Соломон все же купил хлеба, картошки и домашней колбасы. У него жена беременная, ее кормить нужно. Купил еще кружку молока, заставил Олю выпить. Ее тут же вывернуло.
Они вошли в вагон и молча сели на Олину полку. Рядом. Взялись за руки. Олю трясло. Соломон обнял ее и замер. Поезд стоял еще три часа, потом тихо тронулся с места.
Вместо оставшихся нескольких часов пути ехали несколько дней. На каждом полустанке поезд останавливался. И на каждом переезде. Два часа едет – час стоит. Никто из пассажиров не жаловался и не возмущался. Сидели каждый в своем купе с почерневшими лицами, молча. И слушали вой, просачивающийся в вагон снаружи на каждой остановке. Выли бабы, выкрикивали имена сыновей старухи, надрывались и хрипели дети. Мужчины уходили на фронт.
Из окон поезда были видны эти проводы, эти похороны заживо. Толпы баб, дети на руках, плачущие старики.
22 июня от ужаса Олю перестало тошнить. Она ехала в вонючем поезде, в душном вагоне и ничего не хотела, только держать мужа за руку. Он иногда выходил на полустанках, за водой или за хлебом, и она тогда замирала, и паника вместе с бабьим воем вползала в нее, заполняя ее всю, от макушки до налившихся свинцом ступней.
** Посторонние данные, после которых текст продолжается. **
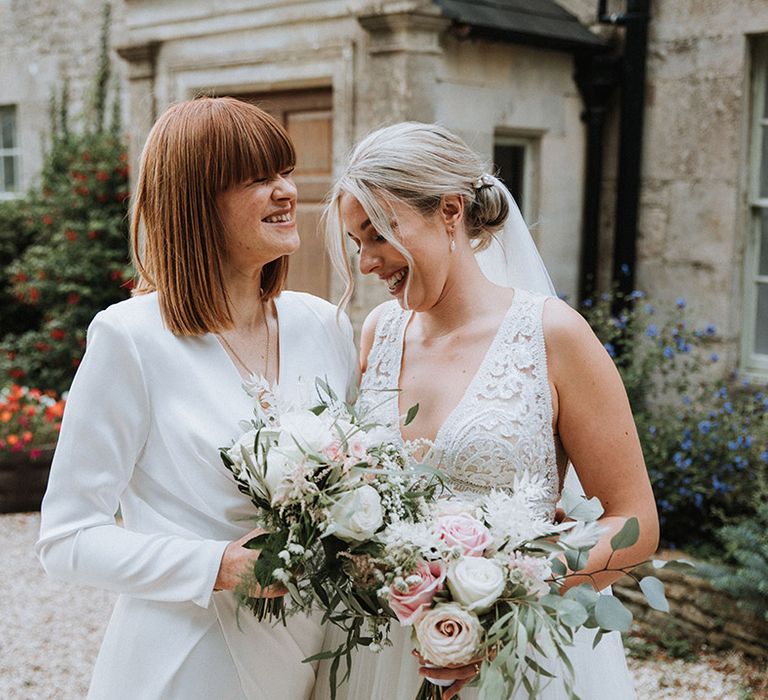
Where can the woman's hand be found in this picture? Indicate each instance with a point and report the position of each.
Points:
(236, 562)
(460, 675)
В Москву поезд пришел вечером 24 июня. Вконец измученные, Оля с Соломоном ввалились в квартиру на Некрасовской. Шейна вскрикнула – и, сразу поняв все, обхватила Олю и повела, уложила на диван. Разула, положила под ноги подушку, накрыла пледом. Принесла чай, крепкий, сладкий. И вернулась к окнам: взгромоздившись на стремянку, Шейна плотно прилаживала к шторным карнизам старые одеяла. К ночи город должен был погружаться во тьму.[13]
Соломон, поцеловав жену, уехал в наркомат. Оля начала проваливаться в сон, но успела увидеть, как Шейна молча слезла с лестницы, подошла к Паве – и коротким сильным ударом треснула его по затылку. Кажется, за секунду до этого Пава захотел немедленно пойти на фронт.
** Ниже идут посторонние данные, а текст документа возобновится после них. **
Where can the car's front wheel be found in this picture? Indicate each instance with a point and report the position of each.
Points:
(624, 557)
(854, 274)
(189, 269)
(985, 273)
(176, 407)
В воскресенье со Сходни приехала Сарра, повидать сестру. Ольга рассказывала, как ехали, Сарра плакала. А потом вдруг улыбнулась:
– А у меня яйца в воскресенье раздавили, представляешь? Еду в поезде, везу из Москвы яйца, муку, и тут вдруг паника такая, в поезд народ натолкался, все лезут, кричат что-то… Я сумку подняла вверх: «Осторожней! У меня тут яйца!» А мужик какой-то мрачно так: «Да кому они теперь нужны, наши яйца? Все, бля, теперь всем и яйца открутят, и жопы отстрелят!» И такая тишина вдруг… А яйца-то раздавили, ни одного не оставили.
– А мужик этот?
– Не знаю. Он в Химках вышел… И с ним еще вышли. Люди.